Première vue d’ensemble systématique des réformes nationales des chemins de fer en Europe
litra. Il y a plus de dix ans, les pays appartenant à l’Union européenne (UE) ont procédé à une réforme nationale des chemins de fer. Ils mettaient ainsi en œuvre la Directive 91/440/CEE. Jusqu’à ce jour, ces réformes ont évolué de façon fort différentes. Sans avoir procédé à un réexamen ni à une analyse de son concept initial, l’UE a promulgué une nouvelle Directive concernant la répartition des capacités d’infrastructure ferroviaire, la tarification de l’infrastructure ferroviaire et la certification en matière de sécurité. Cette Directive repose toujours sur la théorie de la séparation du transport et de l’infrastructure. Or, si l’UE avait analysé les conséquences de sa politique, elle aurait réalisé que cette théorie repose sur une erreur fondamentale. LITRA publie aujourd’hui cette analyse dans sa «série jaune» en lui ajoutant l’état des réformes des chemins de fer en Europe. Ce document s’ajoute à l’ouvrage plus exhaustif publié sous le titre «Philosophie de l’Union européenne en matière de séparation – bénédiction ou malédiction ?»

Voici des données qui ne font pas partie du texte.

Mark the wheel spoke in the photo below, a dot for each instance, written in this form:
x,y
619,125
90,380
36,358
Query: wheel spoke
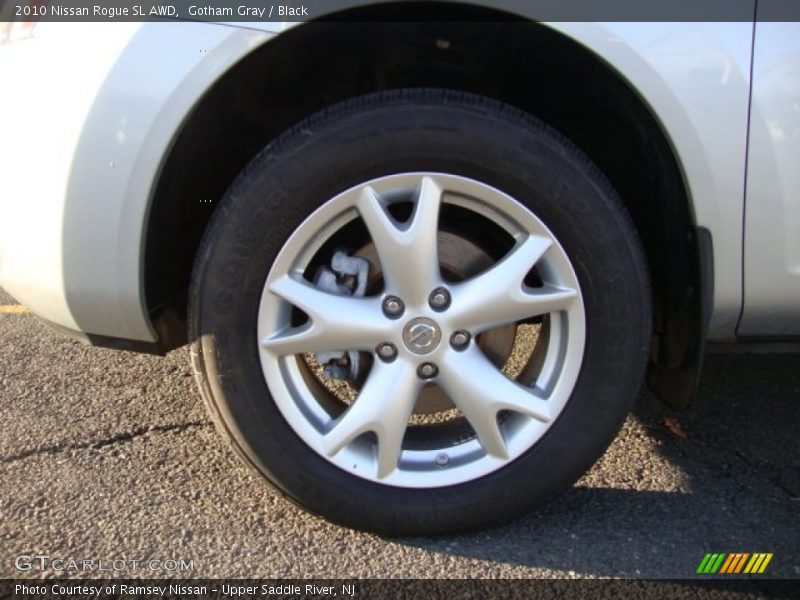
x,y
383,407
499,296
408,251
480,391
335,322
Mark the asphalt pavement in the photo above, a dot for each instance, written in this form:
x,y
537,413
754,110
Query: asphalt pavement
x,y
108,455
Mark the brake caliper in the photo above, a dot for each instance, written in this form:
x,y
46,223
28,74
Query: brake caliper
x,y
346,277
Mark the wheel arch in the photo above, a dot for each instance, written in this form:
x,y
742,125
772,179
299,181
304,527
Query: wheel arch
x,y
551,76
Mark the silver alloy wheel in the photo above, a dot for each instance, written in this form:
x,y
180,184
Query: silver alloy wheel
x,y
506,416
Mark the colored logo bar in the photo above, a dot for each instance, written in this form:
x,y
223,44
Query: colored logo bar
x,y
734,562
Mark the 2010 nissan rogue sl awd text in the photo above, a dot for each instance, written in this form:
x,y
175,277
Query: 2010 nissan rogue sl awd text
x,y
423,266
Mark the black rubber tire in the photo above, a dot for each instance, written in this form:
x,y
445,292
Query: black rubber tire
x,y
419,130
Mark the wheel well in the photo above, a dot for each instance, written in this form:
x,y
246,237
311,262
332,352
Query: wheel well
x,y
455,46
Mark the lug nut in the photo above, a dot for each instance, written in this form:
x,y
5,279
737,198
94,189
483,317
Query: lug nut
x,y
439,299
386,351
459,340
393,307
427,371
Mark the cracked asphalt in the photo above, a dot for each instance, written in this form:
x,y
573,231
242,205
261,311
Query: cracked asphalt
x,y
109,455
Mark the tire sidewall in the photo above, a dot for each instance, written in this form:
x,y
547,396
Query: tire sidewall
x,y
435,132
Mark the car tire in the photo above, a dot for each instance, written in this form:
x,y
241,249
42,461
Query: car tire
x,y
536,262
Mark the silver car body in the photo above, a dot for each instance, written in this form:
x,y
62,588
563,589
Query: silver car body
x,y
91,111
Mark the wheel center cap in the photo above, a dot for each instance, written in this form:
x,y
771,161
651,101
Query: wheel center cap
x,y
422,335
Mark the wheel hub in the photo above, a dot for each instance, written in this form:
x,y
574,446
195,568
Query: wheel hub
x,y
422,336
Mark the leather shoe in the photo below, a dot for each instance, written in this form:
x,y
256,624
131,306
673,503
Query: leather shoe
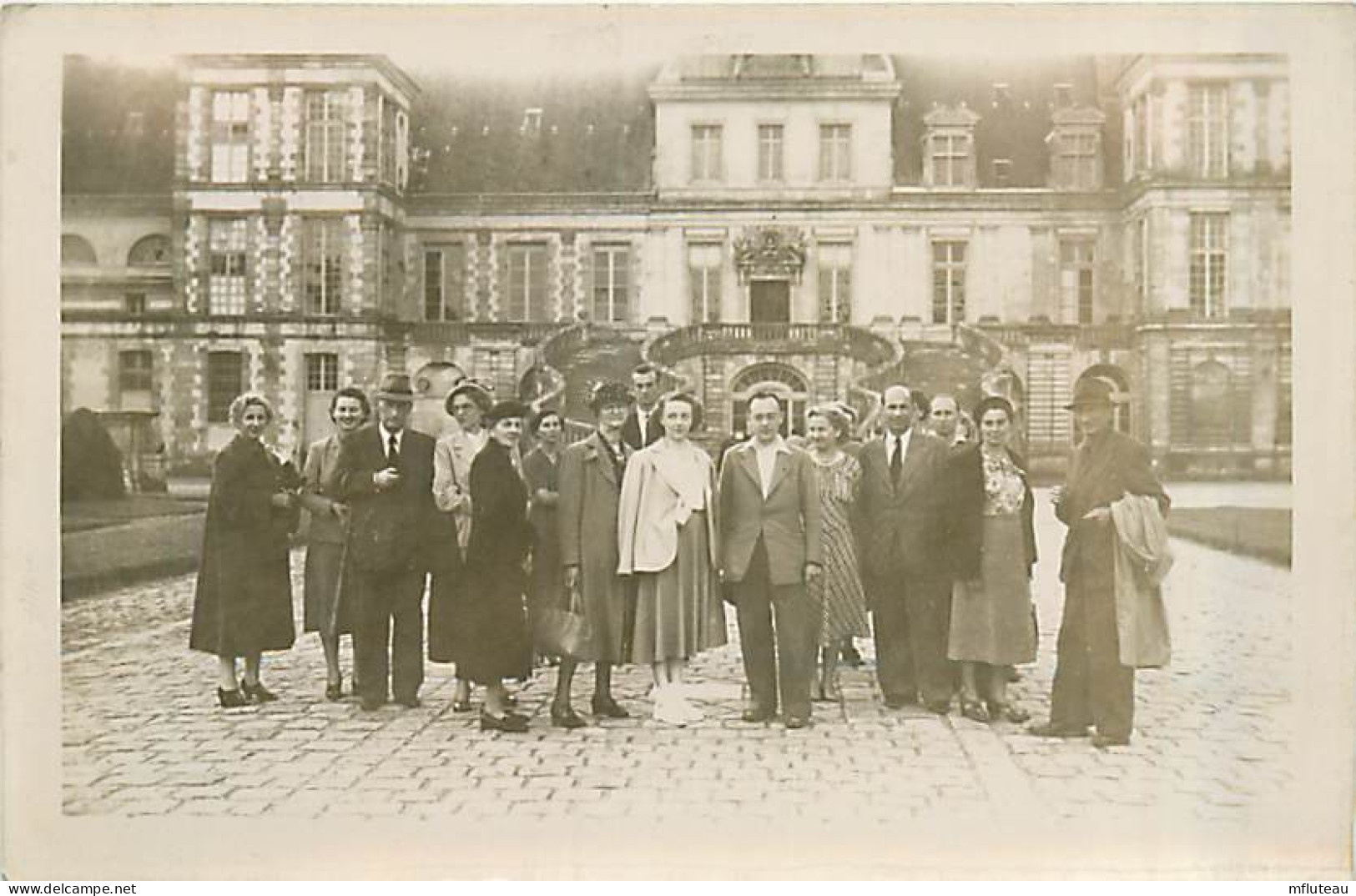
x,y
231,700
509,722
1101,742
1056,731
256,692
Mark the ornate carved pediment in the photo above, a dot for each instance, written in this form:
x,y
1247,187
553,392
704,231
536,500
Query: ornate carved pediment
x,y
774,253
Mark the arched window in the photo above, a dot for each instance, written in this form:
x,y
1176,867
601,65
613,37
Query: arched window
x,y
1211,405
149,251
785,383
76,249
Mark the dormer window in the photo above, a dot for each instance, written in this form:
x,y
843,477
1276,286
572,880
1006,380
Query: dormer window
x,y
1076,149
950,148
531,123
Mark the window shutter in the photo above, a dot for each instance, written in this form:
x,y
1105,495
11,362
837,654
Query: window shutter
x,y
586,278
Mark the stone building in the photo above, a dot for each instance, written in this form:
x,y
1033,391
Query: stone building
x,y
822,225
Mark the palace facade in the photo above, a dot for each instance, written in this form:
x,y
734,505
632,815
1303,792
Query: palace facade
x,y
822,225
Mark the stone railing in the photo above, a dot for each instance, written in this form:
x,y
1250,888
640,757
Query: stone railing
x,y
770,338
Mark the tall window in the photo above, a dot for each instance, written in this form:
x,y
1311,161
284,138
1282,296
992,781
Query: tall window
x,y
769,152
948,282
834,284
227,242
834,152
1077,260
386,140
231,136
1208,260
445,273
321,273
950,158
323,372
704,262
224,384
1207,129
1143,152
1077,162
612,284
527,297
1142,260
134,380
705,152
325,136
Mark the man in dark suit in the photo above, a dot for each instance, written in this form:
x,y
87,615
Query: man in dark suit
x,y
386,480
1091,687
900,525
640,429
770,549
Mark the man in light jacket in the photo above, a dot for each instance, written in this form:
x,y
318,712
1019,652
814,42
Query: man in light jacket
x,y
770,545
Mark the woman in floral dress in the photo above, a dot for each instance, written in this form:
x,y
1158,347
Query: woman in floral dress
x,y
841,596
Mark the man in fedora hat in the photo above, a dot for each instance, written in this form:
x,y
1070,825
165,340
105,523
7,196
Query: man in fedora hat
x,y
386,480
1091,686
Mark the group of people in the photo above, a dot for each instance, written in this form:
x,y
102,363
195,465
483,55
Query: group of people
x,y
635,538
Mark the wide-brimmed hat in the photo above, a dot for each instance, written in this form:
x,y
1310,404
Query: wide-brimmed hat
x,y
395,386
1091,392
505,410
475,390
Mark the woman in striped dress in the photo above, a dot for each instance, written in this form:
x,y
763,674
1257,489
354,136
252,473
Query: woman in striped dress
x,y
839,592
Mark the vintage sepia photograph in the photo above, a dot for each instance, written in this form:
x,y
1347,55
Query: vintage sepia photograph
x,y
692,434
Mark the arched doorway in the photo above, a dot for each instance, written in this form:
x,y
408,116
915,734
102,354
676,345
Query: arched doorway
x,y
785,383
431,385
1119,383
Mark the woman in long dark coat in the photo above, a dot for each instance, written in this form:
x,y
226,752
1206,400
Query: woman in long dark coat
x,y
325,612
494,614
542,471
590,490
243,602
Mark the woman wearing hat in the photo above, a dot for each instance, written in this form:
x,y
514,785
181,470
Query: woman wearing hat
x,y
451,458
491,610
243,601
329,527
993,548
540,468
590,491
666,533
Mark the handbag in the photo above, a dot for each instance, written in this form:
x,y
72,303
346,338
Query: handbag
x,y
563,631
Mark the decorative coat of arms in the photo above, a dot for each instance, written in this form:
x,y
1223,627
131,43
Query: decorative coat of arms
x,y
770,253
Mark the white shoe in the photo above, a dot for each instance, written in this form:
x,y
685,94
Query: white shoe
x,y
668,709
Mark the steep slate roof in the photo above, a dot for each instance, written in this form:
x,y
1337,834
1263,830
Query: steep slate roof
x,y
117,128
596,134
592,136
1013,123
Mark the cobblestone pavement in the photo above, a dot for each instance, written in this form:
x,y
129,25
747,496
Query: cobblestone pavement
x,y
143,733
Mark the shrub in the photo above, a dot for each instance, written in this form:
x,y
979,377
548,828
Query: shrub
x,y
91,464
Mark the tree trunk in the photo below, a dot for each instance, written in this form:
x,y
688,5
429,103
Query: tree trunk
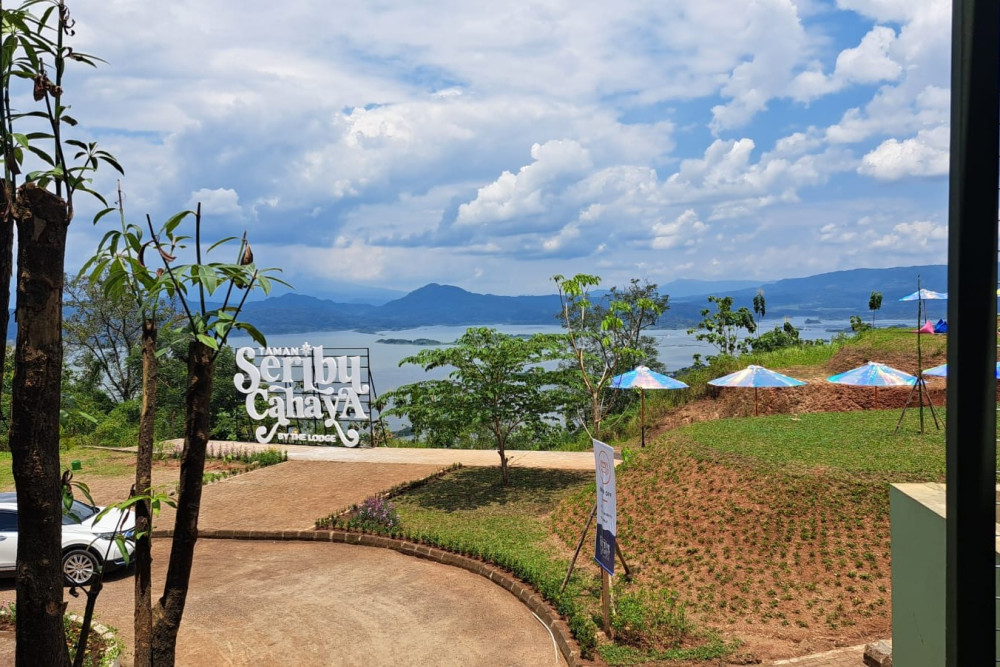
x,y
143,613
169,609
34,428
6,270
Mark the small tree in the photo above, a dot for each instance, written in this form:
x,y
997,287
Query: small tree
x,y
35,55
605,341
874,303
759,308
722,328
500,383
207,329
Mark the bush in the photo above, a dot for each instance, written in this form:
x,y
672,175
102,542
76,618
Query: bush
x,y
375,513
645,620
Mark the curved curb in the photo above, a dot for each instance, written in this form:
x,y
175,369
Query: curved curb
x,y
526,594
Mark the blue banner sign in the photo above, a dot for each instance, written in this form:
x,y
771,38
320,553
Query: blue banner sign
x,y
607,506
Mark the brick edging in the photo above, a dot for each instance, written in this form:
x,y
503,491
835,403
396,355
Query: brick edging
x,y
522,591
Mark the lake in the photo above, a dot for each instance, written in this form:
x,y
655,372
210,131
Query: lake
x,y
676,347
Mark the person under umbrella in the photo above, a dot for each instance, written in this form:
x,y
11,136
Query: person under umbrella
x,y
756,377
643,379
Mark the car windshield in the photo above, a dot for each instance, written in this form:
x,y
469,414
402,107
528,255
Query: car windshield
x,y
78,513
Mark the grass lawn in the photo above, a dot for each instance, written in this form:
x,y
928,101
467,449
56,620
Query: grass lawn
x,y
93,463
853,442
740,530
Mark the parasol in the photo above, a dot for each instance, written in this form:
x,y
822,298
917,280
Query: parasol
x,y
874,374
756,377
642,378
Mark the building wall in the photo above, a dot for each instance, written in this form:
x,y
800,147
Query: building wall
x,y
918,574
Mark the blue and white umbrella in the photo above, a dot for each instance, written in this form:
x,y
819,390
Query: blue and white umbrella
x,y
920,296
642,378
874,374
924,295
756,377
942,371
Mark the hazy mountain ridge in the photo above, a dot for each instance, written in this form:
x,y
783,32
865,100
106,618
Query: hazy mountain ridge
x,y
834,295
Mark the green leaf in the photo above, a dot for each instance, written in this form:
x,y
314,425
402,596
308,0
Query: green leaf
x,y
208,341
252,331
103,212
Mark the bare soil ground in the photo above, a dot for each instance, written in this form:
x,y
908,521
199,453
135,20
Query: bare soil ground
x,y
769,558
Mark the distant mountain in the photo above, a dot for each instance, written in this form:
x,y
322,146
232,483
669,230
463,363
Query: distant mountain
x,y
835,295
840,294
688,287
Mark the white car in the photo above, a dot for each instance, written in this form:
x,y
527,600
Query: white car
x,y
87,546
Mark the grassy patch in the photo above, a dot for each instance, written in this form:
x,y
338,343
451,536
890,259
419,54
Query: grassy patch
x,y
467,511
850,442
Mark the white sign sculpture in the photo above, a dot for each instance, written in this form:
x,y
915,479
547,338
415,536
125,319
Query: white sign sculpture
x,y
302,384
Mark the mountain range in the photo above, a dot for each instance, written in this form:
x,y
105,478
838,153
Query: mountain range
x,y
835,295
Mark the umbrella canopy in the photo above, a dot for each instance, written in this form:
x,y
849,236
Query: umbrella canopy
x,y
756,377
642,378
942,371
925,294
874,374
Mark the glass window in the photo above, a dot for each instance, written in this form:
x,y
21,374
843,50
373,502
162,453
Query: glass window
x,y
8,521
78,513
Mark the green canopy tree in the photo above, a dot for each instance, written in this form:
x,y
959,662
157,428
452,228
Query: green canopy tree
x,y
499,383
607,340
874,303
722,328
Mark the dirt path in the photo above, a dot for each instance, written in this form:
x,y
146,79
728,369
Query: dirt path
x,y
295,603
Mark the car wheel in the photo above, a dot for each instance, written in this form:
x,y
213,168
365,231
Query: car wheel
x,y
80,567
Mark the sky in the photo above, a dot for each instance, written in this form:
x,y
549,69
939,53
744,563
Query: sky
x,y
492,145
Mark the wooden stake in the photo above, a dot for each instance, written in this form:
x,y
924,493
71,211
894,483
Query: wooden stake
x,y
579,545
606,603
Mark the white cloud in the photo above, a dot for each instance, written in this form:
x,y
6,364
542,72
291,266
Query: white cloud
x,y
220,201
522,194
391,141
923,155
681,231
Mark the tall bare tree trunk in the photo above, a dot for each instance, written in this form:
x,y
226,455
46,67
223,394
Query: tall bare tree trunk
x,y
6,271
169,609
143,616
34,428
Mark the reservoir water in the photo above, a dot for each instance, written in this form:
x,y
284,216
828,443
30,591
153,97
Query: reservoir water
x,y
676,347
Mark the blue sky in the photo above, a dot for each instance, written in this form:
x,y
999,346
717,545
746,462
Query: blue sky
x,y
492,145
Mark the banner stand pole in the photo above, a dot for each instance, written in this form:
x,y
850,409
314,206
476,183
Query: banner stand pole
x,y
579,545
606,603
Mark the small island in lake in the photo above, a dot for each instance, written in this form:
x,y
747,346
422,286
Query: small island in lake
x,y
406,341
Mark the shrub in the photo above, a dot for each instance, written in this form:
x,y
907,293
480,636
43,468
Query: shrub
x,y
375,513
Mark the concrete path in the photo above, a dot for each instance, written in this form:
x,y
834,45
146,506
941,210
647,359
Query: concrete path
x,y
308,603
851,656
438,457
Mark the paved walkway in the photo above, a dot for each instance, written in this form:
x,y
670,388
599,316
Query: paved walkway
x,y
852,656
439,457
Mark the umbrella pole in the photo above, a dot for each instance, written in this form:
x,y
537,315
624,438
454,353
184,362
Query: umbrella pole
x,y
642,416
920,361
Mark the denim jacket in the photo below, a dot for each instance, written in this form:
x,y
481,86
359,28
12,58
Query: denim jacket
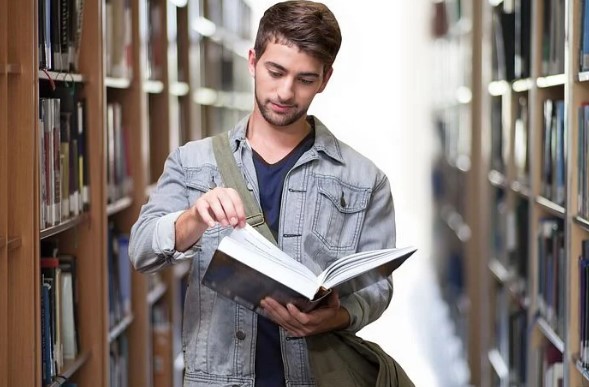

Un impératif de la théorie de la séparation propagée par l’Union européenne (UE) est la séparation des opérations de transport de celles afférentes à l’infrastructure. La nature de cette séparation peut varier considérablement. Elle s’étend d’une simple séparation sur le plan comptable à la séparation institutionnelle totale. En conséquence, de nouvelles sociétés ou de nouvelles entités administratives ont vu le jour ou naîtront prochainement. De plus, cette théorie s’étend également à la séparation d’autres fonctions de nature ferroviaire telles que la répartition des sillons et la perception de redevances d’utilisation des sillons. Les effets de cette tendance se manifestent dans les entreprises ferroviaires sous des formes les plus diverses et les a conduit à créer des sociétés indépendantes de leur holding. Cette séparation a, en outre, été complétée par la division géographique des rayons d’action.
Huit pays européens ont procédé à la séparation institutionnelle des chemins de fer. La présente publication présente une analyse de la situation dans sept de ces pays. Le cas dela Grande-Bretagne n’a pas été repris dans ce document, car la situation chaotique née du modèle de séparation adopté dans ce pays est bien connue, de même que la mauvaise qualité des services offerts par ses transports publics. A cela s’ajoutent les tragiques accidents dont il a déjà été question dans la brochure de la «série jaune» «Réforme des chemins de fer 2 : les avantages offerts par des chemins de fer intégrés», publiée le 4 mai 2001. Railtrack, la société de gestion de l’infrastructure, a été reprise par Network Rail. En d’autres termes, elle a été à re-nationalisée. Cette entreprise de droit privé n’a ni actionnaires ni but lucratif (non-for-dividend private-sector company). Elle doit se comporter selon les règles commerciales, mais ses bénéfices doivent être réinvestis dans leur totalité. Les appels aux pouvoirs publics de mettre à disposition de plus amples moyens financiers n’ont pas tari. Ce qui, en revanche, a changé est le fait que pratiquement tous les cercles britanniques intéressés réclament la reconstitution d’une entreprise de chemin de fer intégrée.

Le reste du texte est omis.